In Gaelic football, in particular, League performance has an impact on rankings for Championship - what is the contingency plan there?
Have a think about that while you’re trying to find more hand sanitiser.
Meath must dwell on positives ahead of near-certain relegation
These are tough times for Meath football. Just eight minutes into last weekend's Leinster U20 semi-final defeat to Dublin, Meath trailed 1-4 to 0-0.
The following afternoon, after 16 minutes against Kerry in the Allianz League, the Meath seniors trailed by 1-5 to 0-0. That game looked over too, though Andy McEntee's men did at least fight back to lose by just three points.
Whatever hope Meath had of avoiding relegation probably evaporated with that defeat, their fourth on the spin. Kerry lost their first four games in 2013 and still stayed up by winning the last three but beating Galway tomorrow, then Dublin away, and Monaghan away is a huge ask for Meath who are 1/500 to be relegated.
Donegal are second-favourites for the drop and if both teams do go down, it'll be the second season running that both promoted teams have been immediately relegated.

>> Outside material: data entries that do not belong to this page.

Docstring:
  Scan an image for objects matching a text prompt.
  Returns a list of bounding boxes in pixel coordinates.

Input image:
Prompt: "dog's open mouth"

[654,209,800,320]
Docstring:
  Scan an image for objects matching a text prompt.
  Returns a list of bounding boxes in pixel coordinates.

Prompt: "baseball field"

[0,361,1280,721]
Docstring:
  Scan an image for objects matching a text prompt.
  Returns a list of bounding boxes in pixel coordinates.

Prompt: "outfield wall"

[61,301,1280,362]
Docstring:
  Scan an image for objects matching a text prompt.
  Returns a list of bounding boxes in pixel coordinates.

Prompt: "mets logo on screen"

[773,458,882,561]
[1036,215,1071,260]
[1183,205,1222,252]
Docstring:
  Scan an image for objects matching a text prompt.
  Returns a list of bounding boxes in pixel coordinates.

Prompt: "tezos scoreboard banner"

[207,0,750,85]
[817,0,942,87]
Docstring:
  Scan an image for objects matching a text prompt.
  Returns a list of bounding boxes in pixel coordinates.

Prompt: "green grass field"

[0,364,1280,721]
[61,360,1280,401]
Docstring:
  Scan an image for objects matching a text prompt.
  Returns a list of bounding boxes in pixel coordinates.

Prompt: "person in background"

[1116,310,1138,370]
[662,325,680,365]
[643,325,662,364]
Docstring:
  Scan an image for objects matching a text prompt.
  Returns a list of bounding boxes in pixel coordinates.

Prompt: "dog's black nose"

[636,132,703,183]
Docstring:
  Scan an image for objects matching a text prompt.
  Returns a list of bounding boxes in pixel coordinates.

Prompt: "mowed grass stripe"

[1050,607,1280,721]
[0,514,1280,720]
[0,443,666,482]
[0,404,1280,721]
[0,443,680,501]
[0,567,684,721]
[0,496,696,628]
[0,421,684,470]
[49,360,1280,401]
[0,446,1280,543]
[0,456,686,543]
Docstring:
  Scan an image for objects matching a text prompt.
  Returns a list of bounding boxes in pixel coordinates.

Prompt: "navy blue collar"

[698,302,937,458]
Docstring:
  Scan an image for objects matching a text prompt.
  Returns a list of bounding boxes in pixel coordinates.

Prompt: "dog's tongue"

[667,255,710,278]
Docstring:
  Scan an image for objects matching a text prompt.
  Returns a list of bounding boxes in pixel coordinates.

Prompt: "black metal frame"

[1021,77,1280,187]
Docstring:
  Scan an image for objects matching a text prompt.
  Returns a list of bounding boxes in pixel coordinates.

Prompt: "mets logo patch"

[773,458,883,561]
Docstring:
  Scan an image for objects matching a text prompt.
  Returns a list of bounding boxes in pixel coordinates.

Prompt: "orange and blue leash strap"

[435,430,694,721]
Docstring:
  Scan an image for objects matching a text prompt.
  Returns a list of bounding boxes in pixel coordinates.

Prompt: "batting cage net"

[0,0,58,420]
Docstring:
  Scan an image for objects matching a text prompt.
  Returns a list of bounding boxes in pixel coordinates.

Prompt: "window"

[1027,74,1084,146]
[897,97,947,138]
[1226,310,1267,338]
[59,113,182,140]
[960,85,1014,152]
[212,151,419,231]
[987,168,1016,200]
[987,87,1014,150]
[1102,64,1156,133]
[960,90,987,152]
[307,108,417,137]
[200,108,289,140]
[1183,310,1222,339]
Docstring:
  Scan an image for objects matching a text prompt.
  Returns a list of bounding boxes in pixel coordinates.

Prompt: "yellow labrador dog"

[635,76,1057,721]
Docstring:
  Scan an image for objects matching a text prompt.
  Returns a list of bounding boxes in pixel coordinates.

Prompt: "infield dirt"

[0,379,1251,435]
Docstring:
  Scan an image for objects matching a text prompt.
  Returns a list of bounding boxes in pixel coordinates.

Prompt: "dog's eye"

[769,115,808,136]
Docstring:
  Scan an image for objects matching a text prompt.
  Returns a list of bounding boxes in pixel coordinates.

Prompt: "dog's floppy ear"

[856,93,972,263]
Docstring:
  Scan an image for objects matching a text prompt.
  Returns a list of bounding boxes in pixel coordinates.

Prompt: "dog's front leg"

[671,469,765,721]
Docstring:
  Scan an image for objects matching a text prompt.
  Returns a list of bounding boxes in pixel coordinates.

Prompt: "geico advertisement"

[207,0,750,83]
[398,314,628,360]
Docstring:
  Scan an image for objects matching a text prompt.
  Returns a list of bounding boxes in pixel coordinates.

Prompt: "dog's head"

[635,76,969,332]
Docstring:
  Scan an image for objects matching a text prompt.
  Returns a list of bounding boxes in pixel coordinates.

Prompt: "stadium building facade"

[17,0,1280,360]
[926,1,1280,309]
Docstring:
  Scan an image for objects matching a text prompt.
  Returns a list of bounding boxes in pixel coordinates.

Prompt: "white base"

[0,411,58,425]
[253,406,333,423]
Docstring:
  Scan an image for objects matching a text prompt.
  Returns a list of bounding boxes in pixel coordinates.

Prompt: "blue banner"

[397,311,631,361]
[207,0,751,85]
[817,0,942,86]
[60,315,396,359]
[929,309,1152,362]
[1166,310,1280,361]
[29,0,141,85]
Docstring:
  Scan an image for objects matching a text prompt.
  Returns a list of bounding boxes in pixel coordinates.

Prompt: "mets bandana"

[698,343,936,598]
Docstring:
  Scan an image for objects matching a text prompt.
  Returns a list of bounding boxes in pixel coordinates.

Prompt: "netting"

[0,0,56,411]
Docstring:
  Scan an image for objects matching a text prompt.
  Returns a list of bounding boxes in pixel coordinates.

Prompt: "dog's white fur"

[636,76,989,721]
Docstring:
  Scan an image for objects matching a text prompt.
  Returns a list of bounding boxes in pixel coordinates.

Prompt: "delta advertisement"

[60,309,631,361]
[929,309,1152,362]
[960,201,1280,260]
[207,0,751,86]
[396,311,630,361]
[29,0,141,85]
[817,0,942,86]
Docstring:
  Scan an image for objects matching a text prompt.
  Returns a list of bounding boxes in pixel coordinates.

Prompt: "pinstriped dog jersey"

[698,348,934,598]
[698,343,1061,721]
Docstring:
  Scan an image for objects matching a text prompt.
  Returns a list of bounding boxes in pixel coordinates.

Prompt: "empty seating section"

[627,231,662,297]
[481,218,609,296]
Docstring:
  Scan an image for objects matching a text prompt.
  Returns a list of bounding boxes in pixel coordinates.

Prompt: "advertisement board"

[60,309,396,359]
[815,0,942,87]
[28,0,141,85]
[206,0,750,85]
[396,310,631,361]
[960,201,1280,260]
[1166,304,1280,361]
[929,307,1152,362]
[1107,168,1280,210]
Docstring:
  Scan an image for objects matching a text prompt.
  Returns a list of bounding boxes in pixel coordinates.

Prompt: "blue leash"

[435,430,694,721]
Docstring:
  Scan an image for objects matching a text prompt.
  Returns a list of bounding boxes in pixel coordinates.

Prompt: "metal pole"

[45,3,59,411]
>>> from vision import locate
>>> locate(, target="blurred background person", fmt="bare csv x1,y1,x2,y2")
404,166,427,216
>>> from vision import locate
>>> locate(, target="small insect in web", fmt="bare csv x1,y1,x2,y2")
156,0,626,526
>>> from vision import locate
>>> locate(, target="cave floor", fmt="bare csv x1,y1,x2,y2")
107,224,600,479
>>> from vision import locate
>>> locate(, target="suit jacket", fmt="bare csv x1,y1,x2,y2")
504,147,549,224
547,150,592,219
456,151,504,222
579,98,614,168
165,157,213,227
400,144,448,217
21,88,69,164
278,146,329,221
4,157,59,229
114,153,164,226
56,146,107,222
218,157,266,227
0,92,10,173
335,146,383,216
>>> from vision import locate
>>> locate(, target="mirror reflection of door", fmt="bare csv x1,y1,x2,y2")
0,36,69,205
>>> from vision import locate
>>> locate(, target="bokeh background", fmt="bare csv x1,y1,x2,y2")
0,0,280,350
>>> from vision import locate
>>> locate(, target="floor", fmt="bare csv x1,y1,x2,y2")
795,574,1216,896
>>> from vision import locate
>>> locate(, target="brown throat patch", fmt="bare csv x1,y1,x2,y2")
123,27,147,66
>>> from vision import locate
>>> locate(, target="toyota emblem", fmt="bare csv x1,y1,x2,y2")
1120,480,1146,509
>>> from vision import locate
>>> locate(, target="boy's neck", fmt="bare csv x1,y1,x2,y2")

McEntee has already stated that Meath's year won't be defined by whether they stay up or not. It's important he drives that message home now and points to the positives, like the fact they should have beaten Mayo and that they outscored Kerry 2-13 to 0-14 after that slow start.
They'll also be strengthened for the Championship by the return of leading forward Mickey Newman, Shane McEntee, Seamus Lavin, and goalkeeper Andy Colgan, who are all injured.